With the launch of STAGE, HKEX is differentiating itself from other exchanges as the one with an eye to the future that has spotted the profitability of climate change and sustainability having arrived in Asia. That’s why it is calling itself a “Sustainable and Green Exchange”.
The rise and evolution of environmental, social and governance (ESG) reporting by listed companies is evidence of the start of this transition. This has forced companies to look at their wider impacts on society and the world. Starting on a voluntary basis, ESG reporting is fast-becoming mandatory. For example, China now requires its listed companies to disclose environmental information; and HKEX requires ESG disclosures.
Companies are issuing green bonds for climate and environmentally-related projects. Banks are making green loans to borrowers. China is one of the three biggest green bonds issuers alongside the US and France. There are now also blue bonds to fund water or ocean-related projects, as well as social and sustainability bonds for human development purposes.
What STAGE needs to do
Companies that are prepared to be more sustainable want investors to know they are making a difference. STAGE’s purpose is to convey to investors the causal link between social impact and economic performance, so investors can distinguish the companies they want to invest in more easily.

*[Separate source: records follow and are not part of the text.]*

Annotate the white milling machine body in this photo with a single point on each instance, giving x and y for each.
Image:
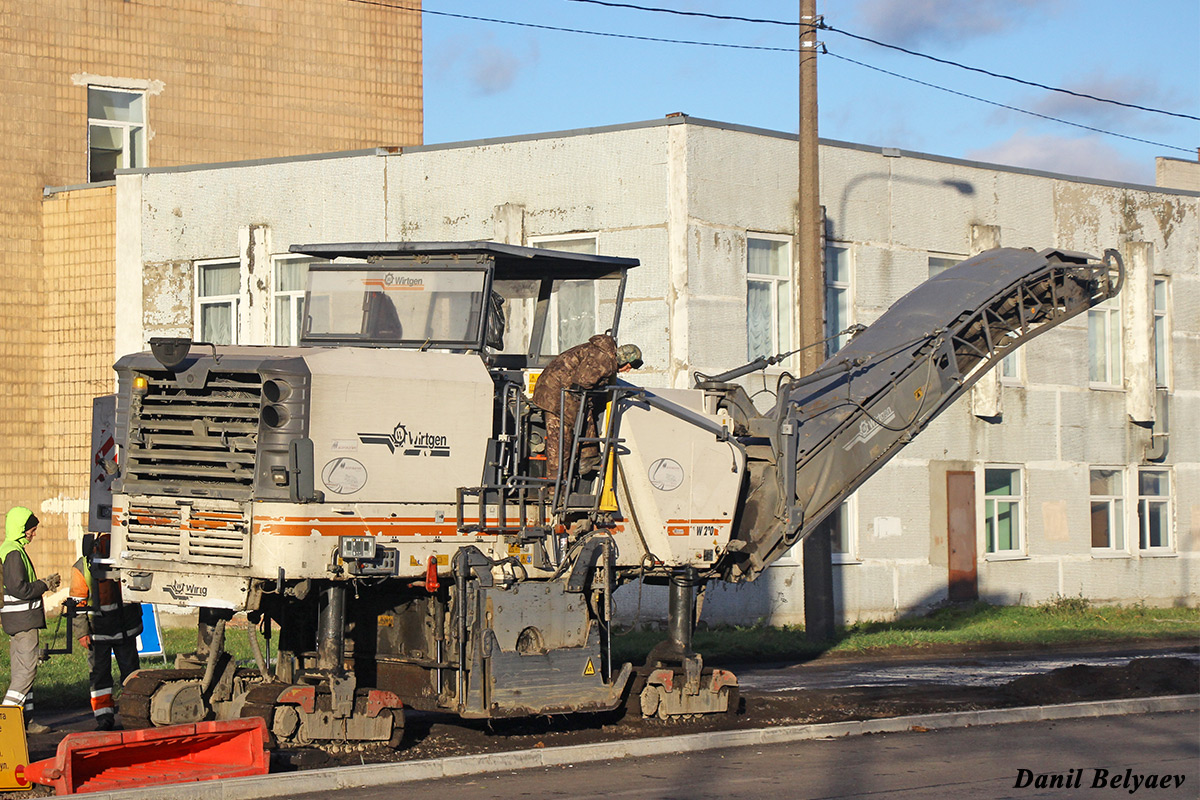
(378, 493)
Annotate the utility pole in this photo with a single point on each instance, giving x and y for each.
(817, 552)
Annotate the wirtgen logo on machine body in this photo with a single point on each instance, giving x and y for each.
(409, 443)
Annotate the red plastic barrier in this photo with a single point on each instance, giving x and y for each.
(202, 751)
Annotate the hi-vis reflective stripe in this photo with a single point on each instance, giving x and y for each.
(363, 527)
(102, 702)
(13, 605)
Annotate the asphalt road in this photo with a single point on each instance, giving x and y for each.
(1109, 757)
(983, 669)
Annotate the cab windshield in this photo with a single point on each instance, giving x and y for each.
(371, 304)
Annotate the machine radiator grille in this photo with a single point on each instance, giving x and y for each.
(195, 440)
(189, 534)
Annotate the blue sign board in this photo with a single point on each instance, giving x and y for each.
(150, 642)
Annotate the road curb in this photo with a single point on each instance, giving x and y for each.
(348, 777)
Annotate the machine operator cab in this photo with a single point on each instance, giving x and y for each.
(517, 307)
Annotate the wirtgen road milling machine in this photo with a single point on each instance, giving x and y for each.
(378, 493)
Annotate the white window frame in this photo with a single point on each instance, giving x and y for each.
(1117, 512)
(777, 283)
(125, 127)
(294, 298)
(847, 288)
(1021, 546)
(1167, 501)
(234, 300)
(547, 241)
(1162, 337)
(1110, 313)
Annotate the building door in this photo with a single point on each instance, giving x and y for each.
(960, 528)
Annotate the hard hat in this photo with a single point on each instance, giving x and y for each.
(629, 354)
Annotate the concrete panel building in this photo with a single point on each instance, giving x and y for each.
(97, 85)
(1069, 471)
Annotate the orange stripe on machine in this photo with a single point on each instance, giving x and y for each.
(359, 527)
(696, 527)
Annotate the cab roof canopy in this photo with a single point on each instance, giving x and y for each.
(513, 262)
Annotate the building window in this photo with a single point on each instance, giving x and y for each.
(573, 304)
(1011, 367)
(768, 295)
(117, 132)
(1002, 510)
(217, 286)
(1155, 510)
(1162, 335)
(839, 298)
(291, 275)
(1108, 509)
(1104, 344)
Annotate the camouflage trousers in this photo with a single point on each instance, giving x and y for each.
(564, 422)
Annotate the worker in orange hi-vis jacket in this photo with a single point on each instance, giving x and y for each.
(105, 627)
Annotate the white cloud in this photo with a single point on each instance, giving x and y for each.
(1086, 157)
(493, 70)
(915, 22)
(487, 67)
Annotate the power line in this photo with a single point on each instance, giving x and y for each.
(688, 13)
(1012, 108)
(749, 47)
(1003, 77)
(822, 25)
(574, 30)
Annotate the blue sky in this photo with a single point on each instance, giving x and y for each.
(486, 79)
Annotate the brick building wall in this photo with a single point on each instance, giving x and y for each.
(78, 247)
(223, 80)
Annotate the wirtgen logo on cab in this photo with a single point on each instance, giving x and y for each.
(409, 441)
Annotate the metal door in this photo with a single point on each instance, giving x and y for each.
(960, 528)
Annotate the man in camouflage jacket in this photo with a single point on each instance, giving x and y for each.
(585, 366)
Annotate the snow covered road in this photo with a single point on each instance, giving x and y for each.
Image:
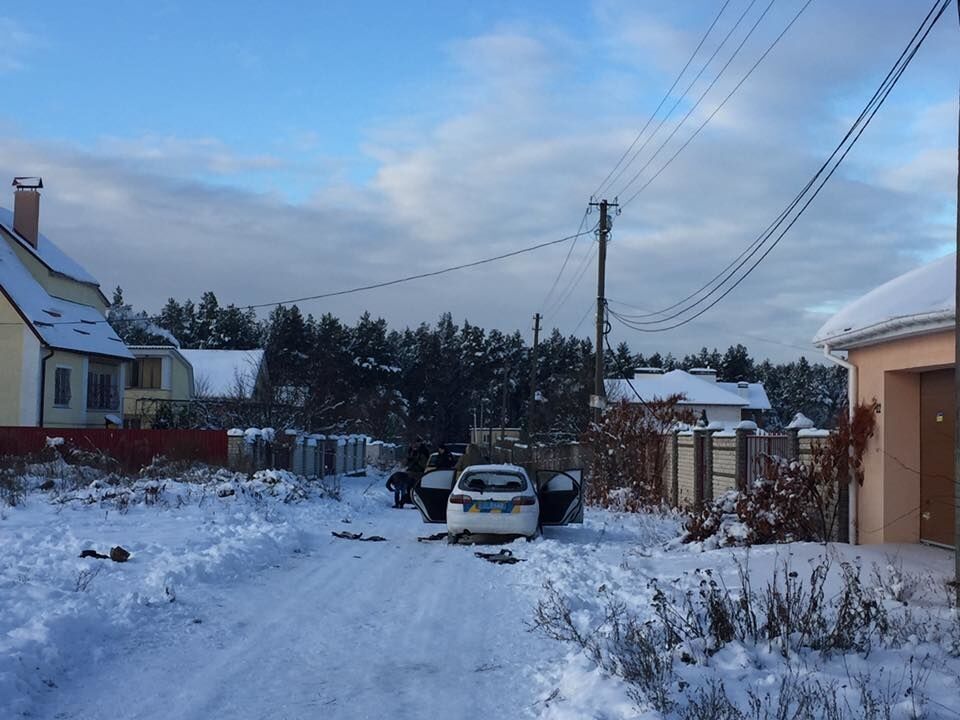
(345, 629)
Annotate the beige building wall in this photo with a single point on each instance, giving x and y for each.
(889, 501)
(74, 413)
(19, 369)
(174, 385)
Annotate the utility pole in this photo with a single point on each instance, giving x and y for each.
(956, 388)
(532, 407)
(598, 401)
(503, 405)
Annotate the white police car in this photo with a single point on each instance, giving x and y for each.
(499, 500)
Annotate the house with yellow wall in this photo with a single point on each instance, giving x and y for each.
(899, 348)
(61, 364)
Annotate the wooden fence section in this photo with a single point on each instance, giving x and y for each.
(133, 449)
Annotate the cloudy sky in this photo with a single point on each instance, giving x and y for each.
(272, 152)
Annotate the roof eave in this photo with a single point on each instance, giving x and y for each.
(895, 329)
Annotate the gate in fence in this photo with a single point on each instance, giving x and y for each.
(762, 450)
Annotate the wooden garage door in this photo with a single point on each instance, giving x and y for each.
(936, 457)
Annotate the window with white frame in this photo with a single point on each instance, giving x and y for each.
(102, 391)
(61, 387)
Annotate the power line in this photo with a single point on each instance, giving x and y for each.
(623, 371)
(666, 95)
(350, 291)
(590, 306)
(704, 94)
(739, 334)
(772, 227)
(566, 259)
(885, 89)
(585, 264)
(689, 87)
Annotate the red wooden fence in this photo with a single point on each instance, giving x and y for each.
(133, 449)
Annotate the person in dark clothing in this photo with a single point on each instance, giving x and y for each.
(417, 457)
(400, 483)
(445, 459)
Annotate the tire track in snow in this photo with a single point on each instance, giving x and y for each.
(408, 630)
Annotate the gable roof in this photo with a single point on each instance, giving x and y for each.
(220, 373)
(60, 324)
(916, 302)
(47, 252)
(696, 390)
(146, 351)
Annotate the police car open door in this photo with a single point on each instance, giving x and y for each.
(430, 495)
(561, 496)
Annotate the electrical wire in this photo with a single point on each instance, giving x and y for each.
(588, 261)
(590, 307)
(869, 113)
(350, 291)
(709, 87)
(734, 333)
(683, 95)
(623, 371)
(720, 106)
(666, 95)
(772, 227)
(566, 259)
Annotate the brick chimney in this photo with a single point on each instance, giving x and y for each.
(26, 208)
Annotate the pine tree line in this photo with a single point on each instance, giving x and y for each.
(438, 380)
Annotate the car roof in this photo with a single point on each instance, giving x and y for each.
(515, 469)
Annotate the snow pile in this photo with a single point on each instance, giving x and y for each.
(59, 611)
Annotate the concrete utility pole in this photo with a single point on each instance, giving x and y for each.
(532, 407)
(956, 386)
(603, 235)
(503, 405)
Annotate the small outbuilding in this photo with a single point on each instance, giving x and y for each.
(899, 343)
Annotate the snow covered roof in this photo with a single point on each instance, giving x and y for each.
(697, 390)
(756, 394)
(916, 302)
(48, 253)
(61, 324)
(221, 373)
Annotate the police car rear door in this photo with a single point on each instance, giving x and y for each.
(561, 496)
(430, 495)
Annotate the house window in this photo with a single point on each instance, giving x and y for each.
(61, 387)
(146, 373)
(102, 391)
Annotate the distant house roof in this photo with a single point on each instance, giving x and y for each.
(48, 253)
(756, 395)
(916, 302)
(696, 390)
(60, 324)
(225, 373)
(145, 351)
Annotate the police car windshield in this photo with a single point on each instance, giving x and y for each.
(486, 481)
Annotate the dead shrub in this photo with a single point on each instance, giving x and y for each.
(789, 615)
(630, 448)
(792, 500)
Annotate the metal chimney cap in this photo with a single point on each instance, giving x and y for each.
(27, 183)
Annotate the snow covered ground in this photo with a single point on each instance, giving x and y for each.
(237, 604)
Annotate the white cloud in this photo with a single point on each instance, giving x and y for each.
(17, 43)
(507, 156)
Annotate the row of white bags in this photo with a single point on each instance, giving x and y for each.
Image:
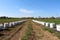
(47, 24)
(10, 24)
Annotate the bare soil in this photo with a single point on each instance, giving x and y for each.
(41, 34)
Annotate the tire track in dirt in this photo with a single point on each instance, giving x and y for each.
(41, 34)
(21, 32)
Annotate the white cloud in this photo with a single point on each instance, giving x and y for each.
(26, 11)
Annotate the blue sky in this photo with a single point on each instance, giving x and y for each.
(28, 8)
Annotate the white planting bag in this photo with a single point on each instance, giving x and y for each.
(6, 25)
(52, 25)
(47, 24)
(58, 27)
(1, 26)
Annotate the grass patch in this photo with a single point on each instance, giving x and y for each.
(53, 31)
(28, 33)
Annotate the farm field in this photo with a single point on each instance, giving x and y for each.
(57, 21)
(28, 31)
(10, 20)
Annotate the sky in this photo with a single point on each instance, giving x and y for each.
(30, 8)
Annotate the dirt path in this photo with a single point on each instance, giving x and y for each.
(41, 34)
(21, 32)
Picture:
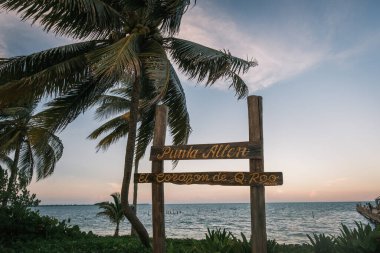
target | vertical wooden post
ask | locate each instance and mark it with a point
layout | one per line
(258, 222)
(158, 189)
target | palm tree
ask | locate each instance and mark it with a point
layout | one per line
(118, 103)
(113, 211)
(35, 148)
(120, 41)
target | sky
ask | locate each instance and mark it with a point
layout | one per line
(318, 74)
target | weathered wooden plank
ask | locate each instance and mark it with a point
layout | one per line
(158, 202)
(257, 194)
(213, 178)
(236, 150)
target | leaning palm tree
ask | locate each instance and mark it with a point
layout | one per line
(120, 41)
(35, 148)
(118, 103)
(113, 211)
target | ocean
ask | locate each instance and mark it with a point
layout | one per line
(286, 222)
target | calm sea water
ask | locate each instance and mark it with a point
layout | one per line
(286, 222)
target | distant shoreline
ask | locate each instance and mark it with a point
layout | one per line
(218, 203)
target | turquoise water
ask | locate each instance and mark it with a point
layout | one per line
(286, 222)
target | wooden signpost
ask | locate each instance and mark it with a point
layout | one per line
(256, 178)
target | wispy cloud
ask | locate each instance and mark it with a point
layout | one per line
(21, 38)
(298, 47)
(278, 59)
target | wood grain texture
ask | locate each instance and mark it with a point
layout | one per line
(158, 211)
(213, 178)
(236, 150)
(257, 193)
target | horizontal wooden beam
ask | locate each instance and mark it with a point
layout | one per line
(213, 178)
(237, 150)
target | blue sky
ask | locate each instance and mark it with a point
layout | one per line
(318, 76)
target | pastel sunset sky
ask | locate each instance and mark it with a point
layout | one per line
(318, 75)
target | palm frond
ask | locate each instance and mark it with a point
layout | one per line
(169, 12)
(178, 116)
(26, 161)
(118, 60)
(110, 125)
(63, 110)
(111, 105)
(118, 132)
(76, 18)
(6, 160)
(49, 72)
(156, 71)
(145, 133)
(209, 65)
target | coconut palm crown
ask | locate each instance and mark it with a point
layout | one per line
(35, 148)
(119, 41)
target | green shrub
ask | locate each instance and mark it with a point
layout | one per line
(362, 239)
(322, 243)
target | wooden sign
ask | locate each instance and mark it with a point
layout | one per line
(213, 178)
(237, 150)
(256, 178)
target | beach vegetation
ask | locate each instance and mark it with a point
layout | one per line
(34, 147)
(115, 42)
(112, 210)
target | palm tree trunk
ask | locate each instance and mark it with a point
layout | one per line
(135, 186)
(12, 177)
(128, 165)
(117, 229)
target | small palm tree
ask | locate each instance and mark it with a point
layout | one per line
(113, 211)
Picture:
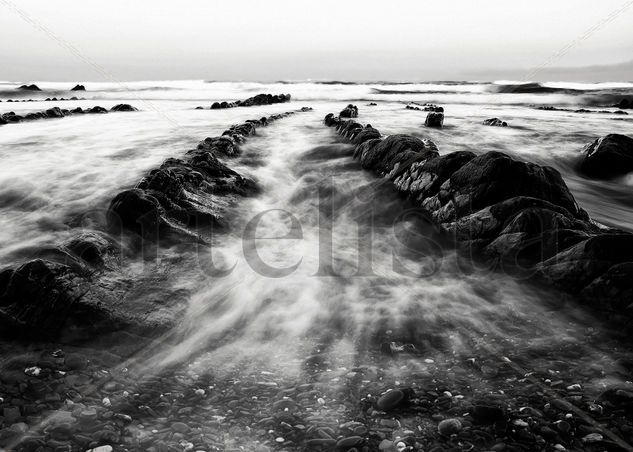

STAGE is in effect an online portal for green, social and sustainable investment products to help issuers increase the visibility and awareness of their green/social/sustainable efforts via disclosure of relevant information.
The idea is that it will give investors and asset managers access to information for investment due diligence, selection and monitoring of sustainable and green investments; and that it will connect issuers and investors to global green, social and sustainable products, as well as innovative green financing solutions and opportunities.
STAGE is also to be an online repository of green and sustainable finance resources, to help educate the financial sector.
All this is positive. Now that the portal is there, it needs participation. HKEX needs to aggressively market it and continue to invest in its upkeep and usefulness.
More important still is for HKEX to attract new listings and continue to launch new products that are green and sustainable. Only then will it be the green regional exchange.
China has piloted emissions trading for carbon, and there could well be a time when a range of environmental products, such as water and electricity, can be traded. Can HKEX help Hong Kong to think through how it can profit from such new endeavors?